Die Zufahrt zum Klinikgelände über die Albert-Einstein-Allee bleibt wie bisher möglich. Auf dem Gelände weisen Schilder den Weg zur Notaufnahme. Die bisherigen Parkplätze zwischen der ZINA und der Klinik für Strahlentherapie und Radioonkologie fallen während der Bauarbeiten allerdings weg. Entlang der Zufahrtsstraße zur Notaufnahme gibt es Kurzzeithalteplätze, um Patienten zu bringen oder abzuholen. Weitere reguläre Parkplätze befinden sich entlang der Albert-Einstein-Allee.
Wichtig: Die neue Liegendzufahrt gegenüber der DRK-Rettungswache Oberer Eselsberg ist ausschließlich für Rettungsdienste und Krankentransporte vorgesehen. Private Autos dürfen dort nicht fahren oder den Bereich blockieren.
Auch der Zugang zur Notaufnahme verändert sich. Während der Bauphase befindet sich der ausgeschilderte Eingang für Patienten im Innenhof zwischen den hinteren Gebäudeteilen E und F der Chirurgie. Der neue Eingang ist zu Fuß und barrierefrei erreichbar. Auch nachts müssen Notfallpatienten diesen Zugang nutzen. Das Klinikum bittet deshalb darum, auf die Beschilderung vor Ort zu achten.
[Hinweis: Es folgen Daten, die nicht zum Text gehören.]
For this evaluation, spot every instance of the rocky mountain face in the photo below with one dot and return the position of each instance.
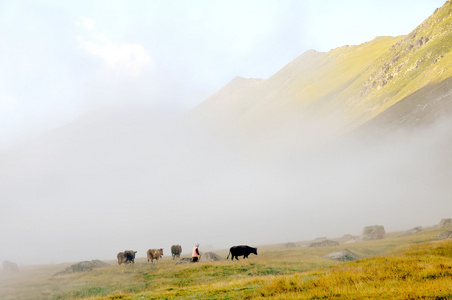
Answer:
(348, 86)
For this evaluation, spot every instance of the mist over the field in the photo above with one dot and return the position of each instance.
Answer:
(129, 179)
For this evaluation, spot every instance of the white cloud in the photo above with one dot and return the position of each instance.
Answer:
(121, 58)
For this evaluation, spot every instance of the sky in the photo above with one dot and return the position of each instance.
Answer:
(62, 59)
(116, 170)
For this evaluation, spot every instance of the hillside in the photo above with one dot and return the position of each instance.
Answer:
(347, 86)
(417, 266)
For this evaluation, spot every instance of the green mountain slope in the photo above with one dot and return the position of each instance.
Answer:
(347, 86)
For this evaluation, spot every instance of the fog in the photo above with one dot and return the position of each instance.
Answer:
(132, 179)
(101, 151)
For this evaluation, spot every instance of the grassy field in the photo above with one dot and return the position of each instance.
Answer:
(411, 267)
Mit der Erweiterung will das Universitätsklinikum mehrere Bereiche der Notfallmedizin an einem zentralen Ort zusammenführen. Dadurch sollen unter anderem Wege innerhalb der Notaufnahme kürzer werden. Auch der Außenbereich wird umgebaut. Geplant sind eine angepasste Zufahrt für Rettungswagen und neue Parkmöglichkeiten. Die gesamten Bauarbeiten sollen Ende 2028 abgeschlossen sein.